漫画の一般的な創られ方を知っている方ならば驚く向きもあるかもしれませんが。

他のジャンルではどうか?
そうした、分業を考える際には面倒くさい障壁は、例えばアニメーション映画、実写映画、等では、存在しないはずの障壁です。
また、アメコミはそうした作り方をシステマティックにおこなっているとききます。
集団作業で製作することが前提だからです。

漫画は、個人で描ききるべきのもか?

もしかしたら、漫画というメディアの多様性の中で、個人で描かれることが主流ではある中で、分業で製作される漫画というものが成立してくる、ということもあるかも知れません。
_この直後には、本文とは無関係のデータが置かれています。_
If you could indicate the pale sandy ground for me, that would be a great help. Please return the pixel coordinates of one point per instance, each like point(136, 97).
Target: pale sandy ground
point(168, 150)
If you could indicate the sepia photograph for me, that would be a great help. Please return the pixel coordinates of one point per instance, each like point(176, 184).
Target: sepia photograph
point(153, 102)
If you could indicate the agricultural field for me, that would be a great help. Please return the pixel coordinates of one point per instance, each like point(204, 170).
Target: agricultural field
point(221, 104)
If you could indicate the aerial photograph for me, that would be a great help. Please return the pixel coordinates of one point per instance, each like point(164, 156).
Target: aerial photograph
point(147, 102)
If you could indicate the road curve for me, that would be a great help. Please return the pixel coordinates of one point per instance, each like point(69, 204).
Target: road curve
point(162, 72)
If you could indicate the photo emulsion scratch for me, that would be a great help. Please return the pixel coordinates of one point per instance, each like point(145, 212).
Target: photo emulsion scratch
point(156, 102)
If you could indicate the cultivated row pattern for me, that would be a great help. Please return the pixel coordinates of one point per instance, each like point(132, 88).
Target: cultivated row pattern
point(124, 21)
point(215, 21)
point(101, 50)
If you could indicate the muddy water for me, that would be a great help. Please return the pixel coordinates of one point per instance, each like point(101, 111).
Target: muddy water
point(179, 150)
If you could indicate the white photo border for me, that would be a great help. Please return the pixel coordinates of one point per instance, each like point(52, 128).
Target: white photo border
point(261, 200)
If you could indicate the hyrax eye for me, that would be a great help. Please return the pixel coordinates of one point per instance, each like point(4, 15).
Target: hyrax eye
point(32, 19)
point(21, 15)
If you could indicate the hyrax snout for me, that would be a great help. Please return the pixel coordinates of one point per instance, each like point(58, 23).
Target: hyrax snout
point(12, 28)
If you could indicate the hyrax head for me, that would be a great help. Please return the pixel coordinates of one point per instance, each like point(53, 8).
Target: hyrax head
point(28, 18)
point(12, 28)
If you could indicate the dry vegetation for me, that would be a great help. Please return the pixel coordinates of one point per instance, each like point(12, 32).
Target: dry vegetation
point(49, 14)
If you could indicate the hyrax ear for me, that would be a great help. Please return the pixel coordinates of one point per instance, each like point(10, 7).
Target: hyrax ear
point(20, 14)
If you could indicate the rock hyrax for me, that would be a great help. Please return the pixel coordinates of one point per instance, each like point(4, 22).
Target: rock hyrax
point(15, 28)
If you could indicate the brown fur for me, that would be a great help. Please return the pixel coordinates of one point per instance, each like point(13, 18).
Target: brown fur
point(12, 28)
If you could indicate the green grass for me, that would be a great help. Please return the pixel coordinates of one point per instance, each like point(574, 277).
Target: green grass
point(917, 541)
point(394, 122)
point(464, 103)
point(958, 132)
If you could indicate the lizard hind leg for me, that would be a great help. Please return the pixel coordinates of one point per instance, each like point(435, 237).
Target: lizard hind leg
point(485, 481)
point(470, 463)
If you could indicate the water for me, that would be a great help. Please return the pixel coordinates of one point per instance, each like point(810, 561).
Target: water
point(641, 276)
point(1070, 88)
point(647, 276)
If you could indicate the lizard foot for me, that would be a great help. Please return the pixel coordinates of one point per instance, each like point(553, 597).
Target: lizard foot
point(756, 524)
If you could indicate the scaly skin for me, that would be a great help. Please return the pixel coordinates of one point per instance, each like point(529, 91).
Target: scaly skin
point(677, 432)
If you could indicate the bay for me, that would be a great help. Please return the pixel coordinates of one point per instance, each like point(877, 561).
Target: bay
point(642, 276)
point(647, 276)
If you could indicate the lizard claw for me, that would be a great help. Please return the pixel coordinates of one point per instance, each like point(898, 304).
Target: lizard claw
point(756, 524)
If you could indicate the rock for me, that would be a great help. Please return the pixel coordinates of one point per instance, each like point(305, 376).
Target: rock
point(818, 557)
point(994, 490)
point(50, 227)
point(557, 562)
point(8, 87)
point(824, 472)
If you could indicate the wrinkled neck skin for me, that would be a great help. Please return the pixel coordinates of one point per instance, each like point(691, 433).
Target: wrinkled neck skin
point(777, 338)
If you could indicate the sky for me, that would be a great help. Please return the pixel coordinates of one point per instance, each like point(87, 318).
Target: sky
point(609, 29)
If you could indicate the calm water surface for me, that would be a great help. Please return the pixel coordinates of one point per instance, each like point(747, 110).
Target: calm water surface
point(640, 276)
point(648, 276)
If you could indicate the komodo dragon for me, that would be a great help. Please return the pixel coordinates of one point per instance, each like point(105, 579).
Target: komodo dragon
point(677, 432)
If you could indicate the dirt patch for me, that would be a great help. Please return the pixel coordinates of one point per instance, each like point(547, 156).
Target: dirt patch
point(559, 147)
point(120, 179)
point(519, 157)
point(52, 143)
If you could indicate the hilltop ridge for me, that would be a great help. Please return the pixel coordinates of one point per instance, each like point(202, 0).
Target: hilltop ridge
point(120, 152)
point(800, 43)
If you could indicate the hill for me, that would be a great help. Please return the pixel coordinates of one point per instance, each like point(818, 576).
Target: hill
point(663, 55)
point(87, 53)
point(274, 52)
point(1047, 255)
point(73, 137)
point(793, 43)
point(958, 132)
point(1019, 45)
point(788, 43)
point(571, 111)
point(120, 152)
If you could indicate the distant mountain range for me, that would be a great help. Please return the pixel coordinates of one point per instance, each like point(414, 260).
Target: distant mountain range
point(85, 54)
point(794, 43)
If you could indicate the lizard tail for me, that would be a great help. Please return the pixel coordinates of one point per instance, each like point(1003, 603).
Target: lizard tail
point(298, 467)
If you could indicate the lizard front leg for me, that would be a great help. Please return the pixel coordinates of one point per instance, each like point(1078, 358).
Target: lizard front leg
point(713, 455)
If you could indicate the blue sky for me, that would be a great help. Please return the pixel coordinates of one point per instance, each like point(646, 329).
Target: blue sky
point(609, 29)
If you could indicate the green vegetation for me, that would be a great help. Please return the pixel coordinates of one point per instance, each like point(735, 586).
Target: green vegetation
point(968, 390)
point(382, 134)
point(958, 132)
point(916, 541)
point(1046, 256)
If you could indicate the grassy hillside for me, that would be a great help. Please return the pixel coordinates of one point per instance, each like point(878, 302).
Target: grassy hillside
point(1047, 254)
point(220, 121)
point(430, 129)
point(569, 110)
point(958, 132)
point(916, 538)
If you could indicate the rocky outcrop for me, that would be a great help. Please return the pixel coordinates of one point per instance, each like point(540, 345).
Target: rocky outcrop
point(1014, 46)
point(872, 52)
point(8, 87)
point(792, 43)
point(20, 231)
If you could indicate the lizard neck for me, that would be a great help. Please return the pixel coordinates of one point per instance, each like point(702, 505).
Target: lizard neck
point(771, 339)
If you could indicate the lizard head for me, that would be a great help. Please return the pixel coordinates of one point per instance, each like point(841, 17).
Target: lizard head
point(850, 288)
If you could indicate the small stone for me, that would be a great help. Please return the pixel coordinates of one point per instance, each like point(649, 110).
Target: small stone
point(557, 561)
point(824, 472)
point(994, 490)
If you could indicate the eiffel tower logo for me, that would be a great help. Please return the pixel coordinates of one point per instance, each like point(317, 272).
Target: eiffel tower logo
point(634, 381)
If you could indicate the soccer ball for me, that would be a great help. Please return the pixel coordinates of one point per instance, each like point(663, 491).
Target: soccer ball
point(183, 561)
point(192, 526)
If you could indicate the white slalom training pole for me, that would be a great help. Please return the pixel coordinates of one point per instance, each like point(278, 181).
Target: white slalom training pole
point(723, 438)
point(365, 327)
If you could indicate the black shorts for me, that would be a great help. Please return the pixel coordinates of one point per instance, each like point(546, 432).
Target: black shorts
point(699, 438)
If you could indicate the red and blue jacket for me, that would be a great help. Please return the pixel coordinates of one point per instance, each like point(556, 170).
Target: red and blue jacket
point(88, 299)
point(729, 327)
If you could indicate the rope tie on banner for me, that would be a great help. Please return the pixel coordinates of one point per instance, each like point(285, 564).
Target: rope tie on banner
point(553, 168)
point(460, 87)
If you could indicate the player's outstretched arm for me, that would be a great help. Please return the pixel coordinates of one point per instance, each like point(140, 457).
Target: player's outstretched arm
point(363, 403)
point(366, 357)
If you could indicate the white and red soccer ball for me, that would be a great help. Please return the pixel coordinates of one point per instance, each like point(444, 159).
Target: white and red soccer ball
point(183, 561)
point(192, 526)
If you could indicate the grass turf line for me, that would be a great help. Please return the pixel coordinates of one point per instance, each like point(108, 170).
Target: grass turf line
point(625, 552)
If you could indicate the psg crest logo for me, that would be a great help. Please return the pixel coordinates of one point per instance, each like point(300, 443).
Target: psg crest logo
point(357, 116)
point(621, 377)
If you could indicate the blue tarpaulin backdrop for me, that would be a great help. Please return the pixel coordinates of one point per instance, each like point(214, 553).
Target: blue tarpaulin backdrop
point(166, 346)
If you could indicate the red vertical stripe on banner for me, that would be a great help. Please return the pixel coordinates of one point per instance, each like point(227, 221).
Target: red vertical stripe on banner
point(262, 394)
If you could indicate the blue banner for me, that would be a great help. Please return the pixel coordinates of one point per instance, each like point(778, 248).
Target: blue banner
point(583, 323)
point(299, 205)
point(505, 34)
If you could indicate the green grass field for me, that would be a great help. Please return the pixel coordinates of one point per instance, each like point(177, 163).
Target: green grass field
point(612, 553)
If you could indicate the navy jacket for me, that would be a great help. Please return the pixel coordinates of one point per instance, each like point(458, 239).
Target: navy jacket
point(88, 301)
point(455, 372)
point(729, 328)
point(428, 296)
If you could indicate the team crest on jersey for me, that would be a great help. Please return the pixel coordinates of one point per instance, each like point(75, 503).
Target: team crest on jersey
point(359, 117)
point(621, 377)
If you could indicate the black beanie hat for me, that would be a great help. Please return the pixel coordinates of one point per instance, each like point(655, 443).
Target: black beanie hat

この問題も、これ以上の予測を言い当てることが本論の主旨ではないので、ここでは、問題提起として留めておくべきと考えます。
自分はこのことに関しては、今のところ明確な意見も立ち位置も持てないでいます。それぞれの可能性に想いを至らせるだけです。
もう少し時間が経たないと、答えを見いだすことは出来ないはずです。

ただ、ならば、個人的作業で極めるべきなのか?
今後、分業、集団作業できる環境を選択出来るチャンスが仮にあったとして、その時自分はどうしたいと考えるか?

それは、つね日ごろ、漫画を描くことをどう考えているかによります。。
こうしたことにも、自覚的でいる必要があります。
これから漫画家になりたいと考え、いずれ漫画家になる方、どういった製作体制を整えるかを考えなければならない立場の方は、なおさら自覚的であることが必要です。


ここで、冒頭の3章は一応の区切りです。
俯瞰しようのない大状況を、それでも俯瞰して書かねばならなかったので、大仰になった部分もあります。
何度かご紹介しましたが、ここで書いてきたことは、佐藤秀峰さんがご自身のウェブサイトで、同じ主旨の、よりリアルな話をさらに詳しく書いて下さっています。
「漫画制作日記」ページの、2009/3/28の「漫画貧乏」から始まる文章他で、読むことが出来ますので、そちらもどうぞご覧になって下さい。

次章から、本来は第1章として書き始めようとしていた、もう少し個人的な「こころがまえ」的「漫画家のなり方」をつづっていきます。


そう言えば・・・
みなさん、この文章の数々、毎日、アップする直前にドバーと書いているわけではないですよ。
ブログというものは、どうも、「書くそばからアップ」というとらえられ方をしているようで、
人から「よく毎日あんな文章書かれますね」と言われて、ハタと気付きました。

毎日毎日、こんなこと書いているわけではありませんてば。